Turvey would doubtless have put Jota Sport higher up the grid in his quest for a fourth consecutive pole position but for a crash at the end of the start/finish straight that put him out of the session and caused the first red flag. “There was so much water on the track. We were aquaplaning everywhere. They were pretty tricky conditions for qualifying. On my outlap it spun round on me. It was more dangerous than when I’ve been in races where they brought the Safety Car out for heavy rain. I managed a banker lap but at T1 on I think my third lap as soon as I braked the rear wheels locked and it came around and I was a passenger from there really. I couldn’t get the car slowed down and it hit the tyre wall but it moved it so I don’t think it has done too much damage. I think for the race, if it stays like this, anyone who stays on the track for the full three hours is going to get a good result.” Sam Hignett confirmed that the damage was light, to the left rear bodywork and minor left rear suspension damage too.

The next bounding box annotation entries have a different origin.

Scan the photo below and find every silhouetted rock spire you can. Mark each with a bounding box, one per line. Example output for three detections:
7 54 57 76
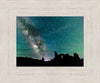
17 51 83 66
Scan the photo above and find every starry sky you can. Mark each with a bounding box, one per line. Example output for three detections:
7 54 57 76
16 16 84 61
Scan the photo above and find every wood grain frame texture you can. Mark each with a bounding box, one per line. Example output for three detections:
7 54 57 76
0 0 100 83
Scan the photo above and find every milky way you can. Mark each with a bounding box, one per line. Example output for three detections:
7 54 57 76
17 17 50 61
16 16 84 61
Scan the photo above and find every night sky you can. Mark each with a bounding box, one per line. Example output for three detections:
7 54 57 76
16 16 84 61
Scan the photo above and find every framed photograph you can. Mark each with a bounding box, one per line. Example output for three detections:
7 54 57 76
0 0 100 83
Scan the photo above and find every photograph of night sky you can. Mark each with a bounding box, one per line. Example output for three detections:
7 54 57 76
16 16 84 67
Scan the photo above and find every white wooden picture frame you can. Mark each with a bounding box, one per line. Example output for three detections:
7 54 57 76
0 0 100 83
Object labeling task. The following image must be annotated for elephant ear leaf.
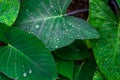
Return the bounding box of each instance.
[0,26,57,80]
[89,0,120,80]
[0,0,20,26]
[14,0,99,51]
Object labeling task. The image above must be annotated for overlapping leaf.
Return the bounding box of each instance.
[89,0,120,80]
[15,0,99,50]
[0,72,11,80]
[93,70,106,80]
[0,25,57,80]
[73,57,97,80]
[54,40,89,60]
[0,0,20,26]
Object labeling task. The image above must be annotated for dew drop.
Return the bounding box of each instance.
[23,73,27,77]
[35,25,40,29]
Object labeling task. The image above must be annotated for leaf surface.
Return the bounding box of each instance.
[0,0,20,26]
[89,0,120,80]
[0,26,57,80]
[73,57,97,80]
[56,59,74,80]
[0,73,12,80]
[93,70,106,80]
[15,0,99,51]
[54,40,89,60]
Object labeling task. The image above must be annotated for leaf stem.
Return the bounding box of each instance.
[63,9,88,16]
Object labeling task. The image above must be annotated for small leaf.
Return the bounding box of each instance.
[89,0,120,80]
[0,0,20,26]
[0,25,57,80]
[93,70,106,80]
[14,0,99,51]
[74,57,97,80]
[56,59,74,80]
[54,40,89,60]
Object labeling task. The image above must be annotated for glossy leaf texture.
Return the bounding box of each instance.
[0,0,20,26]
[54,40,90,60]
[56,59,74,80]
[116,0,120,9]
[14,0,99,51]
[0,72,12,80]
[93,70,106,80]
[73,57,97,80]
[89,0,120,80]
[0,25,57,80]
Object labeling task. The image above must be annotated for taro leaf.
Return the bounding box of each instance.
[93,70,106,80]
[0,0,20,26]
[14,0,99,51]
[0,26,57,80]
[73,57,97,80]
[56,59,74,80]
[89,0,120,80]
[0,72,12,80]
[54,40,89,60]
[116,0,120,8]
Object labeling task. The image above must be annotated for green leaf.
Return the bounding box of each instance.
[14,0,99,51]
[74,57,97,80]
[0,72,12,80]
[56,59,74,80]
[89,0,120,80]
[0,26,57,80]
[93,70,106,80]
[0,0,20,26]
[54,40,89,60]
[116,0,120,8]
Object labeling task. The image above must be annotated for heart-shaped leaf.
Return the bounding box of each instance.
[0,26,57,80]
[89,0,120,80]
[0,0,20,26]
[15,0,99,50]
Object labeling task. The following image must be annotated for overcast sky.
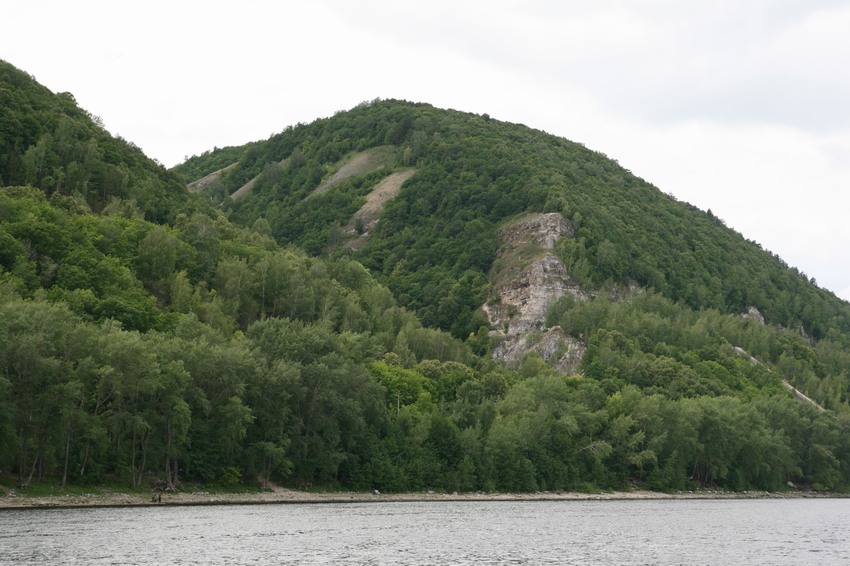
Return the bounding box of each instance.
[0,0,850,299]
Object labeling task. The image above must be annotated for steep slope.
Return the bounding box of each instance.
[0,66,850,496]
[184,101,850,339]
[482,212,587,374]
[0,61,190,222]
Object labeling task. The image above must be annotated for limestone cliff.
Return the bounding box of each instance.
[482,213,585,373]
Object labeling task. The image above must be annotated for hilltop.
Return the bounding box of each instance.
[0,64,850,492]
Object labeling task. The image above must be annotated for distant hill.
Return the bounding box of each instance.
[0,61,189,222]
[176,101,850,339]
[0,63,850,497]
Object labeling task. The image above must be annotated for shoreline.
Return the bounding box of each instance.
[0,487,850,510]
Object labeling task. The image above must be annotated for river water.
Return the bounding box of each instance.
[0,499,850,565]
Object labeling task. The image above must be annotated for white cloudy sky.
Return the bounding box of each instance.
[0,0,850,299]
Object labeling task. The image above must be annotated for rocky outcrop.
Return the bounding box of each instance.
[482,213,585,373]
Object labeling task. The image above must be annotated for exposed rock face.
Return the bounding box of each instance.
[742,306,764,326]
[482,213,585,373]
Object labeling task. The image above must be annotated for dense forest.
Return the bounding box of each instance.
[0,62,850,491]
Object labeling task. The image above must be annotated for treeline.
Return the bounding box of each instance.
[0,63,850,491]
[176,100,850,345]
[0,286,850,491]
[0,188,850,491]
[0,61,190,222]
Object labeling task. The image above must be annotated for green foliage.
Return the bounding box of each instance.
[0,64,850,491]
[0,61,189,222]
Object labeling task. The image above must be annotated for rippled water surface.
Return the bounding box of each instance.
[0,499,850,565]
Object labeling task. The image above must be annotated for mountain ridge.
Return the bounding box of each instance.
[0,63,850,492]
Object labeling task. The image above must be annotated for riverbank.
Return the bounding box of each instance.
[0,487,848,509]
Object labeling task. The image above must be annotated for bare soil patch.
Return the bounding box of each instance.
[345,169,416,249]
[186,161,239,193]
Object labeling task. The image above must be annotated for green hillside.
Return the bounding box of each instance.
[0,63,850,495]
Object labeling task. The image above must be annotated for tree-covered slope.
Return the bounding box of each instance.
[0,67,850,495]
[0,60,188,222]
[177,101,850,348]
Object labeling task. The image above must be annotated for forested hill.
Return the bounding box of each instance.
[0,63,850,496]
[0,60,188,222]
[176,101,850,339]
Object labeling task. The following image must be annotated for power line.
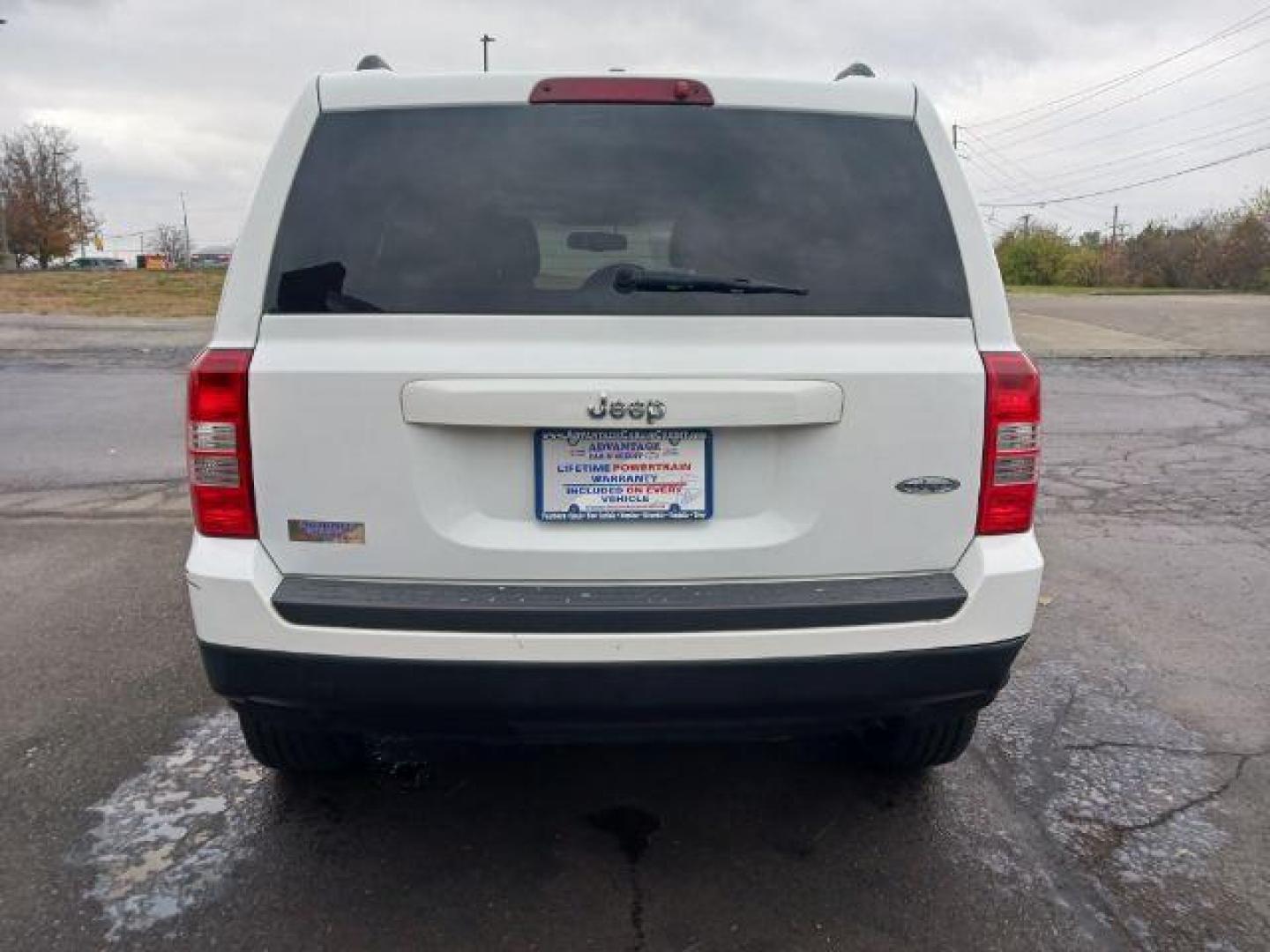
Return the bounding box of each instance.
[1005,81,1270,164]
[969,132,1103,216]
[990,37,1270,148]
[979,142,1270,208]
[970,6,1270,132]
[980,115,1270,191]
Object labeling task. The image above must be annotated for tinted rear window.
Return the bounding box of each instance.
[265,104,969,316]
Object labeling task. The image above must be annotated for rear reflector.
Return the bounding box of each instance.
[529,76,713,106]
[185,349,257,539]
[976,350,1040,536]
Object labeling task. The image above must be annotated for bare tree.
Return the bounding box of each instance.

Paul Chatin headed PC and #49 will start as high as sixth overall with an excellent 2:13.959, nearly three seconds faster than Ayari. The timing screen said Gary Hirsch was in the car at the time but it later changed to Chatin. Hirsch had a spin into the gravel at T10 to bring out the third red flag. TDS will start seventh overall after a session where Beche didn’t really figure and he was one of the drivers to throw it deep into the gravel at Turn 10, leading to the fourth red flag after which the session was terminated with around a minute left.
Klien had been caught out in the Morand Morgan by not setting a decent time prior to the red flag sequence (his 2:16.904 was good enough for second when he set it), then causing the second red flag by spinning into the gravel at T10. Morand will start a disappointing eighth overall ahead of the #48 PC car. #4 will start 15th overall, Alex Kapadia having been on qualifying duty. CO Jones had also bravely opted for that task in #46 but must have regretted it, having thrown the car into the gravel at T10 on his out lap, so no time was set by the Algarve Pro Racing Team.